I'm female, and I may not be mistaken for a creep or a stalker, I still get viewed as a freak. I often feel judged by people, particularly other females. They often stare prolonged, with an unfriendly expression, like they're thinking "who let that out of the isolation unit?", like I'm so, so weird. It's like my vibes are so strong, that nothing can stop them. No matter how much I look and act normal, how well-groomed I look, how stylish I dress, how upright I walk, I still get treated like I'm an unkempt, crazy-looking mental patient, talking loudly to myself and dramatically avoiding the cracks in the pavements or something. I do NOTHING of the kind. I am a self-aware person who's good at masking my AS, and I wear the latest fashion (what other young women my age wear), have a trendy purse over my shoulder, and always look presentable and well-groomed, and I am independant, street-smart, and just walk along like a normal person.
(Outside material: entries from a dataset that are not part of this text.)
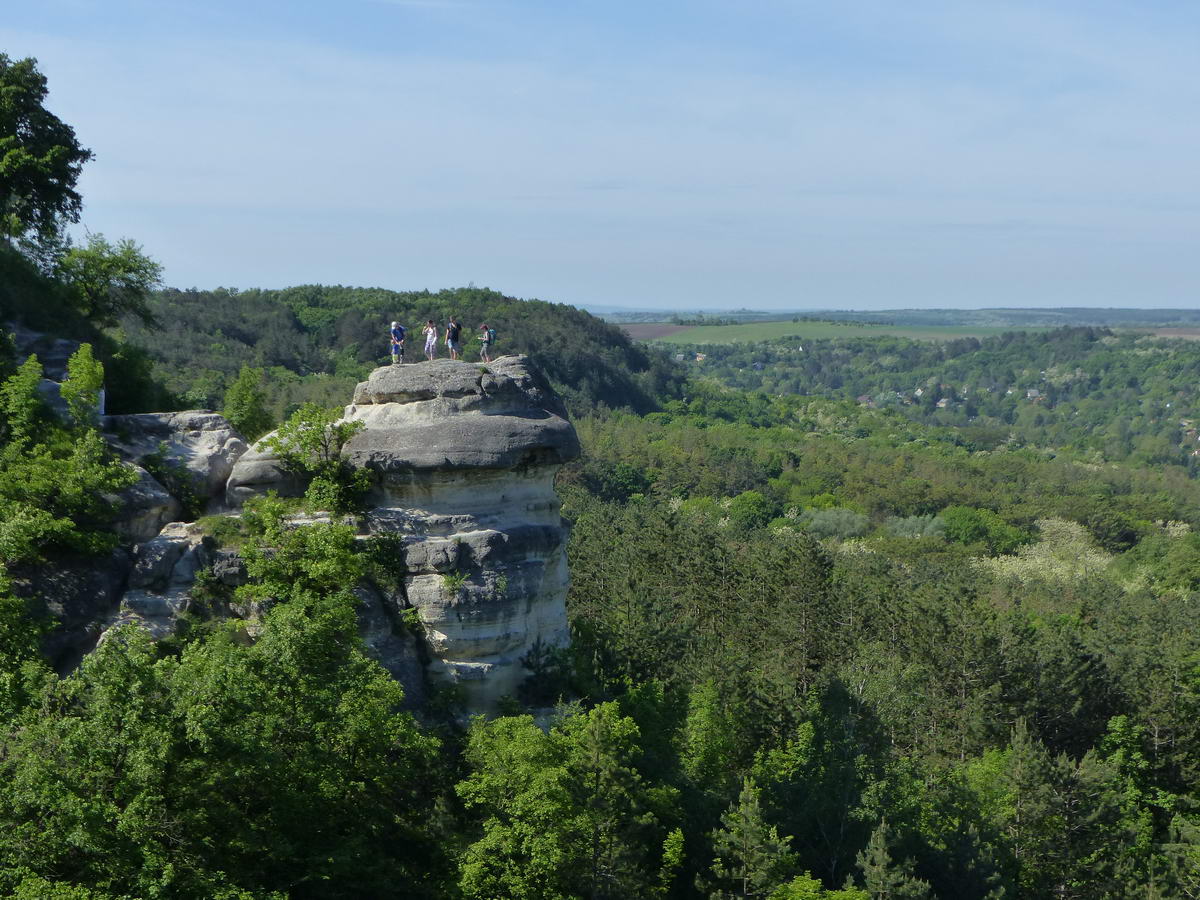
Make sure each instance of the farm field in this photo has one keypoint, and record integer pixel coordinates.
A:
(753, 331)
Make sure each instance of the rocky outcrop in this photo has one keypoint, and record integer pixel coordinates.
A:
(463, 460)
(202, 447)
(79, 595)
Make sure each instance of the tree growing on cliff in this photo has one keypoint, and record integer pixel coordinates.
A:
(40, 157)
(310, 447)
(564, 814)
(245, 403)
(109, 280)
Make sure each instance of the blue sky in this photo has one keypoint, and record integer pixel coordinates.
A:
(703, 154)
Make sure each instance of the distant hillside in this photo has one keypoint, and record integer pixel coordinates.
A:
(316, 340)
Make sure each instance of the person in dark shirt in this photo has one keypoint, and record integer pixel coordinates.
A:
(397, 343)
(454, 337)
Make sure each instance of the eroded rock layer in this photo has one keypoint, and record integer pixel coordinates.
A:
(463, 461)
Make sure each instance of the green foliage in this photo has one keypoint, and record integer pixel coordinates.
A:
(981, 526)
(54, 480)
(751, 859)
(340, 334)
(245, 403)
(310, 445)
(81, 390)
(563, 814)
(840, 523)
(111, 281)
(40, 157)
(121, 775)
(886, 879)
(179, 481)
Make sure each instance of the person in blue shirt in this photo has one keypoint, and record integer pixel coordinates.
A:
(397, 343)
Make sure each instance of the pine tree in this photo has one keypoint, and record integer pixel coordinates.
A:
(886, 879)
(751, 858)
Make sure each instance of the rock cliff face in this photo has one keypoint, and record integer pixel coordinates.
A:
(463, 461)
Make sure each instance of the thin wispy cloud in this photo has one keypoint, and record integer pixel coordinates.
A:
(719, 154)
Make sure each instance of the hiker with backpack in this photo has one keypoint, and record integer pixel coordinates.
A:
(397, 343)
(486, 339)
(431, 340)
(454, 337)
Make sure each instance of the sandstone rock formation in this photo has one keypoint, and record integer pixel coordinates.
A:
(199, 444)
(463, 459)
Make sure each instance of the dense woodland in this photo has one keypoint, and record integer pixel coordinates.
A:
(313, 343)
(1099, 395)
(821, 647)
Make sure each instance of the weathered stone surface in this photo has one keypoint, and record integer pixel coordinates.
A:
(202, 443)
(143, 508)
(390, 643)
(459, 415)
(256, 473)
(163, 574)
(52, 352)
(155, 558)
(78, 595)
(229, 569)
(463, 463)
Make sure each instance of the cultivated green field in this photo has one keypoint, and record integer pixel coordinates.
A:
(769, 330)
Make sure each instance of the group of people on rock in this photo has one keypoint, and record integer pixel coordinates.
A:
(453, 340)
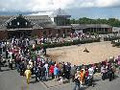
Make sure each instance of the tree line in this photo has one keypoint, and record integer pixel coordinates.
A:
(111, 21)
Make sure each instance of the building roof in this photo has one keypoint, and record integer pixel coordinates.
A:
(84, 26)
(36, 21)
(60, 13)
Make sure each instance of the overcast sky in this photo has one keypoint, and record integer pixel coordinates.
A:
(77, 8)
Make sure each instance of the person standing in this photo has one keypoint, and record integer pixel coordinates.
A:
(28, 74)
(77, 81)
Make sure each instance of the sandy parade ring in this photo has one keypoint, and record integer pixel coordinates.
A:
(98, 51)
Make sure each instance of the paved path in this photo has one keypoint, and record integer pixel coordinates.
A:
(11, 80)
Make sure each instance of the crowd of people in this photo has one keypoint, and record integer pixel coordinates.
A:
(21, 58)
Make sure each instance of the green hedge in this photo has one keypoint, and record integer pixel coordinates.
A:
(67, 43)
So my vibes must be so strong that people concentrate so hard on unacceptable weird things I'm NOT doing, instead of just thinking "well, she's nicely dressed, acting normal and not a threat to our social standards, there's not a lot of things to judge her about", but no, they have to gawp at me, make me feel self-conscious, make me feel like I'm a bad person, make me feel like becoming a hermit, all because of what? I mean I've seen people look funny in the clothes they're wearing or walk in a funny way but I don't see people staring at them because they are just minor things what don't cause them to have to feel threatened by it. God!

Sorry, rant over.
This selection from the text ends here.